The Generalized Continuum Hypothesis, i.e. $2^\kappa = \kappa^+$ for every infinite cardinal $\kappa$, implies the desired result, but it can hold in other circumstances. For example, Woodin has shown that it is relatively consistent with the existence of a supercompact cardinal that $2^\kappa = \kappa^{++}$ for every infinite cardinal $\kappa$. (See Foreman and Woodin, The generalized continuum hypothesis can fail everywhere, Annals of Mathematics 133, 1991, 1-35.)

The statement $2^{\aleph_0} < 2^{\aleph_1}$ is known as the Weak Diamond Principle. This principle was introduced by Devlin and Shelah (A weak version of $\diamondsuit$ which follows from $2^{\aleph_{0}}<2^{\aleph_{1}}$, Israel J. Math. 29, 1978, 239-247). This principle has been very useful as a substitute for stronger enumeration principles such as the Continuum Hypothesis and Jensen's Diamond Principle $\diamondsuit$. I think the Weak Diamond Principle was inspired by Shelah's work on the Whitehead Problem (which may be related to your group theoretic application).

Answer 3

One thing that is made very easy by assuming that $2^\alpha < 2^\beta$ whenever $\alpha <\beta$ is showing that for sets $S_1$ and $S_2$ of different cardinalities, the Banach spaces $\ell_\infty(S_1)$ and $\ell_\infty(S_2)$ are not isomorphic. This follows immediately from the fact that for an infinite set $S$, the smallest possible cardinality of a dense subset of $\ell_\infty(S)$ is $2^{|S|}$.

If one does not assume that $2^\alpha = 2^\beta$ implies $\alpha =\beta$, then one must revert to some other argument.
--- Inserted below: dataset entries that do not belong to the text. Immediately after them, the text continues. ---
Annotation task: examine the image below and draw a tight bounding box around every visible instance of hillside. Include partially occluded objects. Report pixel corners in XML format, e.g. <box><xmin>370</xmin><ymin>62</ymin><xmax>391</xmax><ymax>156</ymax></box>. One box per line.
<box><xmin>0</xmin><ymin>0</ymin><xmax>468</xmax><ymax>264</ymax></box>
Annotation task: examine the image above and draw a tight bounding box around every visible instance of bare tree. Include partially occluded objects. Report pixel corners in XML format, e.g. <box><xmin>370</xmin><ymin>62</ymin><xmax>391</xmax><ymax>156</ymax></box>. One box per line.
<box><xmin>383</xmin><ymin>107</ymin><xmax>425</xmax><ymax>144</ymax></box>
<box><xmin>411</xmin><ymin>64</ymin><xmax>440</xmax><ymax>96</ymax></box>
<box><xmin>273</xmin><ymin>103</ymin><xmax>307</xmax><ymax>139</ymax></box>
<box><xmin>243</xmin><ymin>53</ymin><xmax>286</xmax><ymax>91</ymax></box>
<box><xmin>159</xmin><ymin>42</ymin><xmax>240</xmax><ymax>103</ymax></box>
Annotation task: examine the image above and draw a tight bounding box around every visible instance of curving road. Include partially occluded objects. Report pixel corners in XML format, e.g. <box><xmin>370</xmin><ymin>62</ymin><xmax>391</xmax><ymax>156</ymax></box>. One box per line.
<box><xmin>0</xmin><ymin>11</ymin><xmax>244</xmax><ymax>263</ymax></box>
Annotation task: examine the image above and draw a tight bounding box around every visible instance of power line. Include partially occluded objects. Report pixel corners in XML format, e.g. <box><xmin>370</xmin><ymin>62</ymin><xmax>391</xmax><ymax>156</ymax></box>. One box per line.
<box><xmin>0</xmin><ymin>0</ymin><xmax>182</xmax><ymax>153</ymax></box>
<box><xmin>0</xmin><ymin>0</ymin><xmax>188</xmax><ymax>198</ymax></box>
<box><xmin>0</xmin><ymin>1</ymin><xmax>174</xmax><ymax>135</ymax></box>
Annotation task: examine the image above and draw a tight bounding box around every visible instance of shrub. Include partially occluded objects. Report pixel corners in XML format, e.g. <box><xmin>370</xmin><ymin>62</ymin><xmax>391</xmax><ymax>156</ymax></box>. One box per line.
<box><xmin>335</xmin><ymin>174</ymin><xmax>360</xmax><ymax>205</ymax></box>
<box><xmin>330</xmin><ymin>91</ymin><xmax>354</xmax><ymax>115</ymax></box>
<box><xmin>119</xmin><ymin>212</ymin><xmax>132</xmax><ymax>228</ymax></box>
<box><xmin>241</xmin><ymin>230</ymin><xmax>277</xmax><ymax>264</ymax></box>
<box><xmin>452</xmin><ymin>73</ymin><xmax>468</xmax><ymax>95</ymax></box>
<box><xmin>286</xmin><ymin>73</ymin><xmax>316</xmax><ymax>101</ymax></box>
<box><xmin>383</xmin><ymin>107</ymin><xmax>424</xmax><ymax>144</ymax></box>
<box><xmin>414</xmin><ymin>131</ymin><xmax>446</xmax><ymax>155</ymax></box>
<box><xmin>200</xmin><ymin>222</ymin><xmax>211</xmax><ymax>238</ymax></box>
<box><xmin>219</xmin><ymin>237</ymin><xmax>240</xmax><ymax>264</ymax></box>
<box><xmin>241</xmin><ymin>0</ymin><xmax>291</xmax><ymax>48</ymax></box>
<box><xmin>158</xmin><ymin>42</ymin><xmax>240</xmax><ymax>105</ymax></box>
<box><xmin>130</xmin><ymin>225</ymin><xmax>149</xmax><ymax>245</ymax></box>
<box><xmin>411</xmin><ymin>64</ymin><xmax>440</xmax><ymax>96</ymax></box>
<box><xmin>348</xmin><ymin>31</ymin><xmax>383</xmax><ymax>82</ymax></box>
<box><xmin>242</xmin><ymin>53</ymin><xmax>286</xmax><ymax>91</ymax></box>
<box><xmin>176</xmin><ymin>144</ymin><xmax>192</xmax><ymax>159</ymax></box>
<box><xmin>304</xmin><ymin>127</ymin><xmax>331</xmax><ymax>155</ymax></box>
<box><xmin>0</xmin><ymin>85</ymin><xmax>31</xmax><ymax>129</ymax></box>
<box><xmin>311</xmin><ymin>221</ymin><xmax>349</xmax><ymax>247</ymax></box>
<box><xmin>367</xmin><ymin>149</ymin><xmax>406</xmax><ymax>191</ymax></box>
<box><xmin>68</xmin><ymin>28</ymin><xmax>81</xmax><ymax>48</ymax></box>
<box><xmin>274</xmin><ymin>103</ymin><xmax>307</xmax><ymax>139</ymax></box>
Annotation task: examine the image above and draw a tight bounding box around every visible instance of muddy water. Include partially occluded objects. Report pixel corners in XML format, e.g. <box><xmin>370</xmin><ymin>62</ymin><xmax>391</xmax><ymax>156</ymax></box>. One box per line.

I have not thought about this problem at length, so there may be much simpler reasons why $\ell_\infty(S_1)$ and $\ell_\infty(S_2)$ cannot be isomorphic when $S_1$ and $S_2$ have different cardinalities (without assuming $2^\alpha = 2^\beta\Rightarrow\alpha =\beta$), but one way is to instead consider the least possible cardinality of a norm dense subset of an arbitrary weakly compact subset of $\ell_\infty(S)$. In this case, a result of Haskell Rosenthal asserts that for $S$ infinite and a weakly compact set $W \subseteq \ell_\infty (S)$, $W$ admits a norm dense subset of cardinality no greater than $|S|$. On the other hand, a standard argument shows that $\ell_2 (S)$ (in fact, any Banach space of density character not exceeding $|S|$) is isomorphic to a subspace of $\ell_\infty (S)$ (generalise the standard argument that every separable Banach space embeds into $\ell_\infty$). Thus, if $\alpha$ and $\beta$ are cardinals with $\alpha <\beta$, then $\ell_2 (\beta )$ is isomorphic to a subspace of $\ell_\infty (\beta )$, but not to a subspace of $\ell_\infty (\alpha)$. Hence $\ell_\infty (\alpha )$ and $ \ell_\infty (\beta)$ are not isomorphic.

The result of Rosenthal cited above is from his paper "On injective Banach spaces and the spaces $L_\infty (\mu )$ for finite measures $\mu$".

Answer 4

François's and Joel's answers to the general question are correct.

As for the "dimension of a free group is uniquely determined, even if it's infinite", there's a better argument. Let G be a free group on two sets of generators x and y; we wish to show |x| = |y|. First let A = G_ab be the free abelian group on generators x and y; then let V = A ⊗_Z F₂ be the vector space over F₂ with bases x and y, so that |V| = 2^|x| = 2^|y| (strike that, it's false for infinite cardinalities). (We could use any field here, but the argument is more intricate.)

If |V| is finite, then |x| = |y| follows immediately. So suppose |V| is infinite, so that |x| and |y| are infinite. Each element of x is the sum of finitely many elements of y, and every element of y must show up in at least one such sum (why?). This means |y| ≤ |x|•ℵ₀ = |x| (cardinal arithmetic). Similarly |x| ≤ |y|, so |x| = |y|.